Belarus is progressing in the global information field, with more active Internet users registered countrywide. Over 30 percent of Belarusians surf the global web on a regular basis, while each district newspaper now has its own Internet site (due to the attentions of the state). “I believe that this offers a unique possibility for Belarus, when district newspapers can be read online in Argentina, the USA, Canada, France and Australia — all over the globe,” said Mr. Proleskovsky.
Belarus’ State Programme for Mass Media Development until 2015 focuses on the complete transition to digital TV broadcasting.

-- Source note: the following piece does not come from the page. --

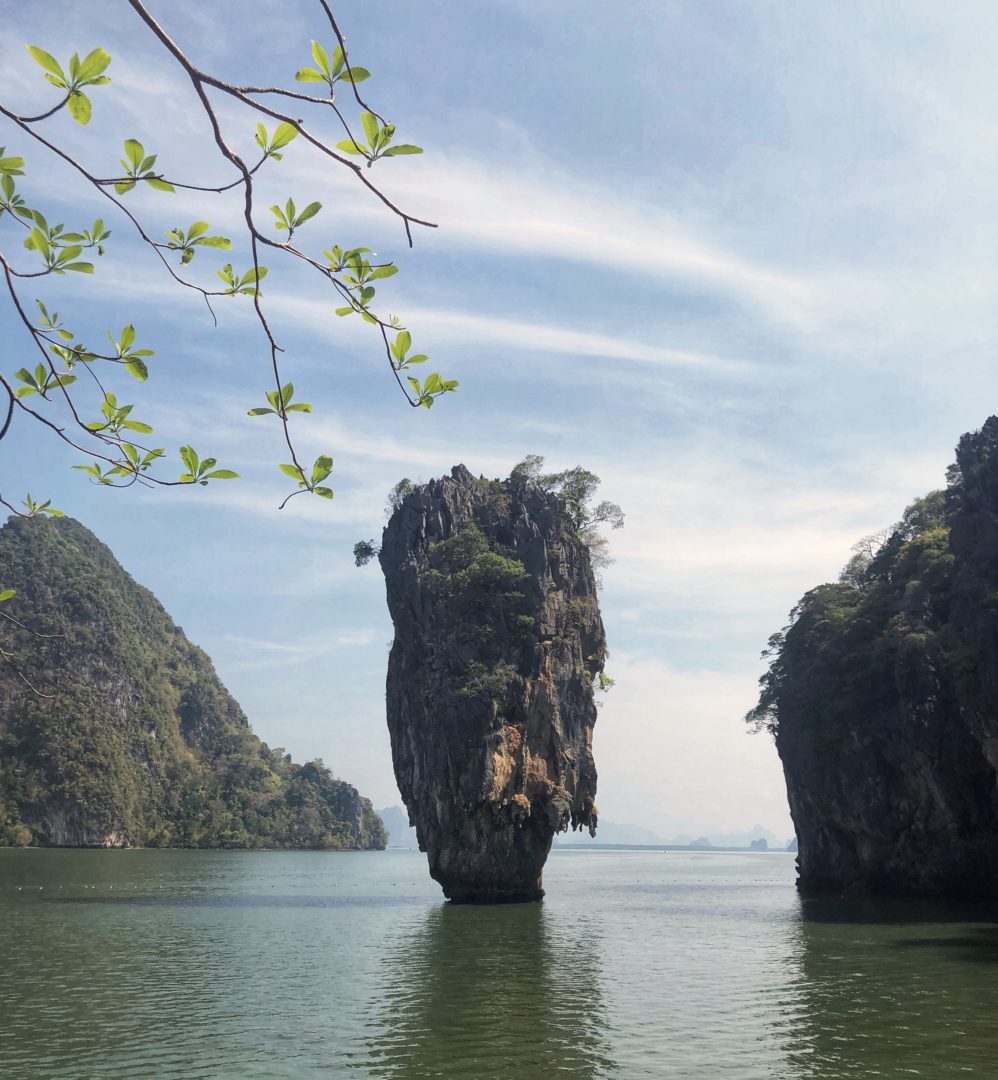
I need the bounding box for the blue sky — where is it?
[0,0,998,835]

This applies not only to TV channels, but to all content, allowing digital broadcasts from different sources to be united, efficiently interacting while providing users with access to global and local information resources.
Experts believe that printed editions of Belarusian newspapers will still be desirable, as Western tabloids are, with printed versions of Belarusian daily and weekly papers focusing on analytical reviews and reports. New editions continue to be annually registered in the country. However, over the past five years, the state media budget has not been raised, encouraging editions to cover their own costs. Meanwhile: none of the major national newspapers has seen its circulation fall, while many regional newspapers have even increased their circulation.
The MT reference:
1,364 printed and 240 electronic mass media editions are registered in Belarus, with publications released in Belarusian, Russian, English, German, Ukrainian, Polish and other European languages. Nine information agencies operate in the country. Since early 2011, 32 new printed and 3 electronic mass media editions have been registered in Belarus.